The process is evolving, however. When I mouse over a headline on my iCurrent (www.icurrent.com) personalized home page, a pop-up prompts asks me if I am "Interested?" in the story. If I click the up arrow, I get a larger box of choices inviting me to "Tune Your Channel." The iCurrent engine extracts from that story more granular topics, keywords, people, the source of the story and even the type of story source (mainstream media, etc.). By checking off the boxes, I am refining the filter and telling the personalization engine to favor specific kinds of content. This is all being done on-the-fly and only when I choose to tune the personalization functionality.

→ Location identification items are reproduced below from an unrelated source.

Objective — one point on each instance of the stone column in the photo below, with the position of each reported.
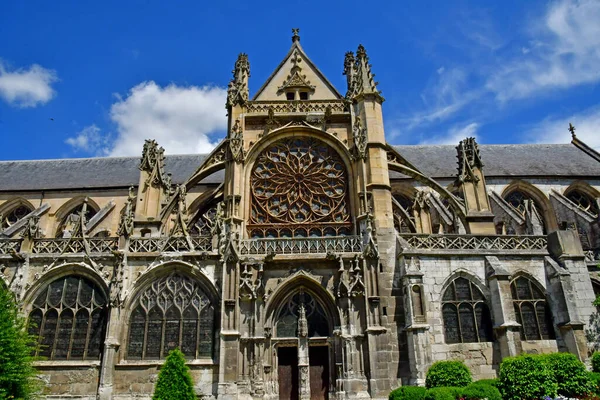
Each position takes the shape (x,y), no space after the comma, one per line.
(503,311)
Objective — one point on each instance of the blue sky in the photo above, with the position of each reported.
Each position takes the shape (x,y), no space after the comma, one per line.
(82,78)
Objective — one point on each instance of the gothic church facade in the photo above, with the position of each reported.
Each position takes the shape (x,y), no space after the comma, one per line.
(305,257)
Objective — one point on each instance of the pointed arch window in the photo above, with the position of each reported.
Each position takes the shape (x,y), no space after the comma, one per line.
(299,188)
(174,312)
(69,320)
(532,310)
(465,313)
(525,204)
(287,320)
(69,225)
(14,215)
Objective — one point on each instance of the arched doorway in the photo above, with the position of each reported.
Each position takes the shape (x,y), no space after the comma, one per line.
(304,347)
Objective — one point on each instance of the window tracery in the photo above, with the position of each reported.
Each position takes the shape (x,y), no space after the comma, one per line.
(69,319)
(531,310)
(527,206)
(68,226)
(287,320)
(299,188)
(583,201)
(13,216)
(174,312)
(465,313)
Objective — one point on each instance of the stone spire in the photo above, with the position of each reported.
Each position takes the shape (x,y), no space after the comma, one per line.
(361,81)
(237,91)
(295,36)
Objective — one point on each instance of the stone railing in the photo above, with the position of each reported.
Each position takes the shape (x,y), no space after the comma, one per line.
(173,243)
(592,257)
(312,245)
(472,242)
(74,245)
(306,106)
(8,246)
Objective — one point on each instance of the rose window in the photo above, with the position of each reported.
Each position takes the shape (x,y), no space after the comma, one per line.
(299,188)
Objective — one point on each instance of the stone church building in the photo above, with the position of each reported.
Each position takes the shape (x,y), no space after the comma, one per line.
(305,257)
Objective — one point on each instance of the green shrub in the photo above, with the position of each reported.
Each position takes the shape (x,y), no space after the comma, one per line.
(596,361)
(17,375)
(408,393)
(174,380)
(526,377)
(570,374)
(480,391)
(595,381)
(492,382)
(443,393)
(448,373)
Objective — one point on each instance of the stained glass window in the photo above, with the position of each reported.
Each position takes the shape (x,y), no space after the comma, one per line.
(174,312)
(532,310)
(465,313)
(69,319)
(287,320)
(299,188)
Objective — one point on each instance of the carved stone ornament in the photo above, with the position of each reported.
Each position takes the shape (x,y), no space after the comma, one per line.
(153,162)
(359,77)
(359,135)
(468,160)
(237,91)
(251,289)
(296,80)
(126,223)
(32,230)
(236,142)
(116,283)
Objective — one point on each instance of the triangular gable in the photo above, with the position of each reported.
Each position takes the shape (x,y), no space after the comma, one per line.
(297,71)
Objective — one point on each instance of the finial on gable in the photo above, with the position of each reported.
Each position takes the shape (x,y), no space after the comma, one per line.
(295,36)
(572,130)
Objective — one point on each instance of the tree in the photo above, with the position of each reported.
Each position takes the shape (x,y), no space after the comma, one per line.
(17,374)
(174,380)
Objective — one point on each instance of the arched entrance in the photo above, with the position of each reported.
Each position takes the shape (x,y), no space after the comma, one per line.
(304,346)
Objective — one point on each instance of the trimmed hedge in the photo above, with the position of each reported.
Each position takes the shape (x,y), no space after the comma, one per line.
(526,377)
(443,393)
(595,381)
(174,380)
(492,382)
(571,375)
(480,391)
(596,361)
(448,374)
(408,393)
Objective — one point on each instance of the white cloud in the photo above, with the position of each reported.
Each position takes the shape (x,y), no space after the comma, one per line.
(567,53)
(179,118)
(27,87)
(454,135)
(555,130)
(90,140)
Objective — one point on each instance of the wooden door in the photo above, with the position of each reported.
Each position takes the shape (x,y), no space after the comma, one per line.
(319,372)
(287,371)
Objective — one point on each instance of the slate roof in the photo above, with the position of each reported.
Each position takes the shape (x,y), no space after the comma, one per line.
(529,160)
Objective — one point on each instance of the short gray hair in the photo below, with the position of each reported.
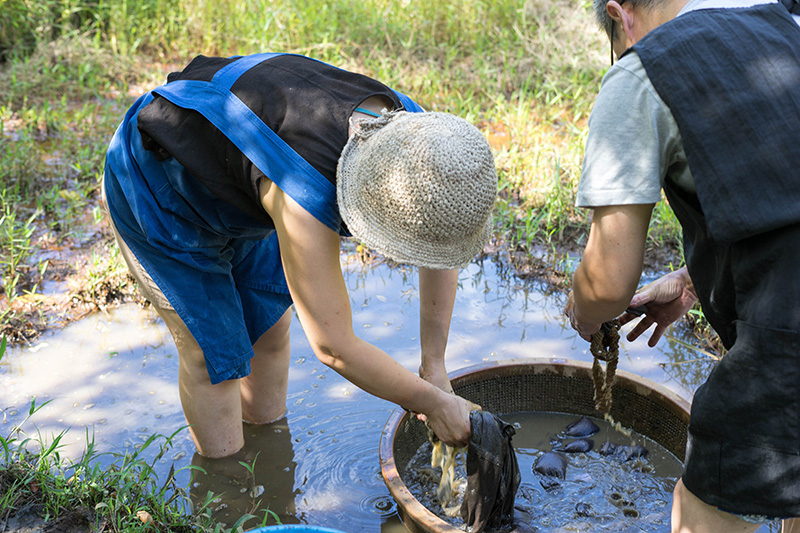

"We basically come from the point of view that there is only one way to get at personalization, and that is getting the right degree of user participation," says Ramana Rao, co-founder and CEO of the small 7-person company in San Francisco. iCurrent is trying to be that personalized newspaper front page that MyYahoo, iGoogle, DailyMe, and scores of others have tried.
Rather than confront the user with a long form to fill with content choices, iCurrent is hoping to balance iterative interaction from the user with immediate results on the page so that the user becomes a lean-back consumer of content who can easily lean in at any point to tune or add a channel. And unlike the feed-based MyYahoo or iGoogle pages, the user doesn't have to move their boxes around the layout. The engine determines the page order based on the level of new content and your own recent level of interest in the content. "You aren't in the panel and plumbing business," says Rao. The system is giving you something very concrete, a specific story, to respond to and to use as a foundation for tuning.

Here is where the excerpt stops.